Durante dois meses, a repórter Bette
Lucchese e os cinegrafistas Piero Caputo e Júnior Alves mergulharam na
realidade dos complexos do Alemão e da Penha, na Zona Norte do Rio. A vida
difícil, o medo constante, o desejo de paz, que para muita gente está tão
longe. O que deu errado no projeto das UPPs? O que aconteceu com a promessa de
pacificação?
Em busca destas respostas, eles
ouviram moradores, autoridades, especialistas em segurança e líderes
comunitários. O documentário "Complexo" - em cinco capítulos - traz a
partir desta segunda-feira (5) imagens inéditas da ocupação, números chocantes,
flagrantes do abandono dessa região do Rio. E começa pelo que mais dói nos
moradores: os sonhos perdidos.
Em 2010, quando a polícia ocupou a
região, moradores celebravam com bandeiras brancas nas janelas, gente vibrando
nas ruas. Imagens mostravam a ocupação policial na região conhecida como
Coqueiral. Todos acreditavam que, como a música que tocava no radinho de pilha
de um morador, “daqui pra frente, tudo vai ser diferente”.
A equipe do RJTV registrou cada
passo daquela cobertura histórica, com o helicóptero da polícia carregando a
bandeira do Estado do Rio de Janeiro. Era o momento da mudança, da libertação.

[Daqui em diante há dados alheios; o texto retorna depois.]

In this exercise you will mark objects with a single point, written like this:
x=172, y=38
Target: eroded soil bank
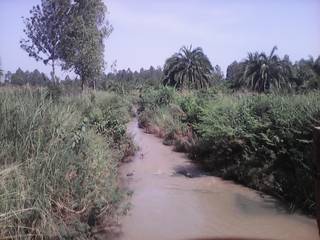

Aquele 28 de novembro de 2010 está
cada vez mais distante. Em todos os sentidos. Hoje, jornalistas não podem
entrar no Coqueiral nem em outras áreas dos complexos do Alemão e da Penha. O
sonho da pacificação não se tornou realidade. Os moradores voltaram a conviver
com a violência, com os tiroteios praticamente diários. E ninguém se conforma
com isso.
Aquele domingo, sete anos atrás,
foi dia de nascimento. “Era um medo misturado com alegria. Porque é minha
primeira filha. Eu não esperava que fosse nascer assim”, contou uma mãe do
Alemão.
Há sete anos, um carro blindado do
Exército acabava de chegar, dando apoio ao efetivo que estava chegando. Havia
tiroteio. O helicóptero passava em voo rasante. Os blindados entravam na favela
para a retomada do território.
“Era helicóptero sobrevoando a
casa da gente, era tiros toda hora”, contou a moradora do Alemão Juliana Brito,
grávida na época. “Ela [a filha, Sabrina] também mexia demais quando eu
escutava os tiros, não sei se a tensão minha acabava passando para o bebê.
Então, assim, foi muito tenso mesmo”.
Tenso mesmo, e assustador. As
dores para Juliana chegaram antes da hora. Aos seis meses de gravidez, Juliana
estava na sala de parto. Enfrentava um enorme desafio. E o Alemão também.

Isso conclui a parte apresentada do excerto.